The cause of the flooding was a combination of weather and tides that are luckily very rare. A very high tide in the North Sea had been held back by a very strong Southerly wind. This went cyclonic and swung round during the day to a Northerly, thence blowing water up round Scotland onto the first tide that had been held back, and then down the North Sea. A high pressure in the North and a low in the South made the situation worse. Communications were not so well organised then as they are today and nobody from the North thought to inform the South that there was a huge surge coming down the coast.

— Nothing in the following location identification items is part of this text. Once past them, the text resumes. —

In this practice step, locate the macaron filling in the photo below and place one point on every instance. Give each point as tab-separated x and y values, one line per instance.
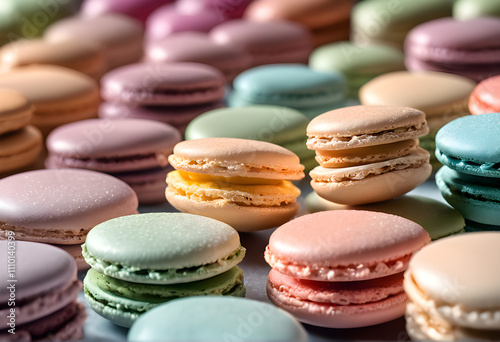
360	271
159	276
245	191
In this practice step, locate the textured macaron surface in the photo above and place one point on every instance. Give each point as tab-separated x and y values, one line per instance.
360	126
469	299
165	84
171	248
471	144
344	245
229	157
216	318
66	200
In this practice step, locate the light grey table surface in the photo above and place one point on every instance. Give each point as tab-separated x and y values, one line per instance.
256	269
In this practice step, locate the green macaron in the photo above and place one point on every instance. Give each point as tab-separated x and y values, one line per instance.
123	302
275	124
162	248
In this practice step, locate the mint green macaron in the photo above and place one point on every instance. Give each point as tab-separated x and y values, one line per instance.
162	248
123	302
275	124
218	318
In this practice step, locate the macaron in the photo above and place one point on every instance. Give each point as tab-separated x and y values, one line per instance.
175	255
467	9
327	20
84	56
485	98
380	21
441	96
275	124
211	318
71	96
358	64
197	47
342	268
468	48
169	84
289	85
446	303
61	206
120	36
15	111
245	183
440	220
368	153
469	179
133	150
139	10
268	42
39	291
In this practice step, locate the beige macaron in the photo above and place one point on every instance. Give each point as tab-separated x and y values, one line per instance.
245	183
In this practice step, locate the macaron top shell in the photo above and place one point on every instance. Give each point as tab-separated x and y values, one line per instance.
475	36
460	270
230	157
432	92
136	83
161	241
342	238
33	82
96	138
217	318
358	126
40	268
471	144
66	199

After leaving school at 15 years of age I worked first as a groundsman’s assistant at the Gore Court cricket ground and then went to Bowater's paper mill and learnt how to make paper. I noticed some of the old men walking in to work on the night shift had been doing it for so long they didn’t have to look where they were going. I thought ‘Do I really want to be doing this for the next God knows how many years?’ National service was still in being and I didn’t particularly want to join the Army for two years… so in 1957 I joined the Royal Navy, you had to sign on for at least nine years. (As it turned out the main National Service finished as I joined!) I don’t regret it and I had a very interesting career and travelled the world, but that meant ‘old Teynham’ and me were to part. I was never to go back and actually live there again and in the mean time it changed almost beyond recognition, but that’s the way it is, nothing stays the same for ever.